Source: Xinhua

03-05-2009 16:12

Special Report:   Tech Max

WASHINGTON, March 4 (Xinhua) -- A former Russian senior officer's suspicion that the collision between a U.S. Iridium satellite and a Russian defunct satellite last month was manipulated by the U.S. is groundless, said Liz DeCastro, spokeswoman of the Maryland-based Iridium Satellite LLC, Wednesday.

"Iridium's satellite was operational and orbiting in its correct path, and in the wake of the collision, we have learned that the Russian satellite was derelict. Iridium had no advance warning of the collision", said DeCastro in an interview with Xinhua.

DeCastro said that the event was obviously unfortunate and it pointed to "the much larger need for international cooperation to ensure that all parties and countries with valuable assets in space have the means and resources to work together to protect those assets including means to predict close encounters with actionable accuracy."

"As to the statements made by the Russian military, there is no basis in fact to these allegations and we invite the Russian officials to contact directly the U.S. government," said the spokeswoman.

Former Russian major general Leonid Shershner on Tuesday told the daily Moskovski Komsomolez that the collision could have been deliberately caused by the U.S., which might be testing a new technology aiming to intercept and destroy satellites from rival countries.
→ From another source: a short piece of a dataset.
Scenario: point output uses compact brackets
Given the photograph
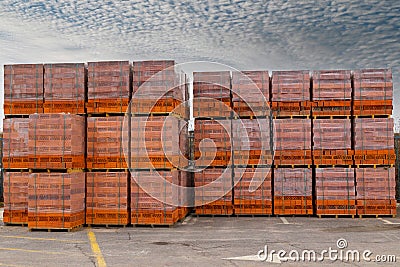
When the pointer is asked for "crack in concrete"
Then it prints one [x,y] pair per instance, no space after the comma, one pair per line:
[90,257]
He also linked the crash with the Orbital Express project of the U.S.

Regarding the suspicion, Joan Johnson-freese, U.S. space expert and chairwoman of the National Security Decision Making Department at the Naval War College, told Xinhua that though the U.S. and some other countries are indeed conducting research and "in some cases testing of satellite technology to allow monitoring and inspection of orbital spacecraft," drawing any connection between it and the collision is "spurious at best."

"It is more likely simply deflecting attention to the U.S. and away from Russia," Johnson-freese said, adding that perhaps Russia is concerned about its legal liability.
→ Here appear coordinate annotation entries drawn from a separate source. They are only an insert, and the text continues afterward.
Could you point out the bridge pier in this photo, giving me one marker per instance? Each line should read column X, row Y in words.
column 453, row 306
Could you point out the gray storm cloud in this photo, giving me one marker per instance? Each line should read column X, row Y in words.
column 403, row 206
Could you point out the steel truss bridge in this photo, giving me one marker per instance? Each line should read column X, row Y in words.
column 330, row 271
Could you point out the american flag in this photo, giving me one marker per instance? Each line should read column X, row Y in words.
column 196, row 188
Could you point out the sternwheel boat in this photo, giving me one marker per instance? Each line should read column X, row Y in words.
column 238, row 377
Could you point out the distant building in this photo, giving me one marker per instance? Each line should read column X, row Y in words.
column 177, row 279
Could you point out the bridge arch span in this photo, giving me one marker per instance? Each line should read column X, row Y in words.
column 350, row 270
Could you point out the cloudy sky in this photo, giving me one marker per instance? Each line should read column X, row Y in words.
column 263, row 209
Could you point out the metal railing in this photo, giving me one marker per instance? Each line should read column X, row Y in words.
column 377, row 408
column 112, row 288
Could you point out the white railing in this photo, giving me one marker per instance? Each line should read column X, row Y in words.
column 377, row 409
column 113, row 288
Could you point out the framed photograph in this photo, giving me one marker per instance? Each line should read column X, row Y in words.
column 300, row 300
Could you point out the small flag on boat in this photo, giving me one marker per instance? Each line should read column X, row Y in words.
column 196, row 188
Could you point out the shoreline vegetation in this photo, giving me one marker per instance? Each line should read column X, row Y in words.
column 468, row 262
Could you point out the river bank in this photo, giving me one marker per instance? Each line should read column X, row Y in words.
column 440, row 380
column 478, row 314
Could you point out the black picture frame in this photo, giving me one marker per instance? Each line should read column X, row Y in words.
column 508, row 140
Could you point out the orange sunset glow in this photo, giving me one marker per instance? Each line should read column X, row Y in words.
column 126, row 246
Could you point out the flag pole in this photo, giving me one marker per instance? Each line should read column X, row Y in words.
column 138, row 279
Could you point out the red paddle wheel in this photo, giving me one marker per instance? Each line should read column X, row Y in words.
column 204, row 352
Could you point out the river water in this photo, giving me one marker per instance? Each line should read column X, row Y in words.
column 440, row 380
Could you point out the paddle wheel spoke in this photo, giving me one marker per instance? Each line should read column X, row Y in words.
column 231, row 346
U.S. defense expert John Pike, also director of GlobalSecurity.org, said the Russian officer or the report may have mixed two irrelevant things up.

"The U.S. satellite in the February collision was an Iridium communication satellite that has both military and commercial customers, though it has nothing to do with space weapons," Pike said.

According to Pike, Orbital Express, a satellite inspection system, does have some connection with anti-satellite weapons in that it could be used to inspect a foreign satellite from close range to help decide what type of mission the satellite could perform and whether it needed to be destroyed.

"One of the very first American anti-satellite weapons was called SAINT (Satellite Interceptor), which had both inspection and interception capabilities. But this system was never tested," Pike added.

The collision, which occurred on Feb. 10 some 800 km above Siberia, involved the 560-kg Iridium 33 commercial satellite launched in 1997 by the U.S., and the 900-kg Russia's Cosmos 2251 military satellite launched in 1993, and is the very first orbital satellite collision in the history of mankind.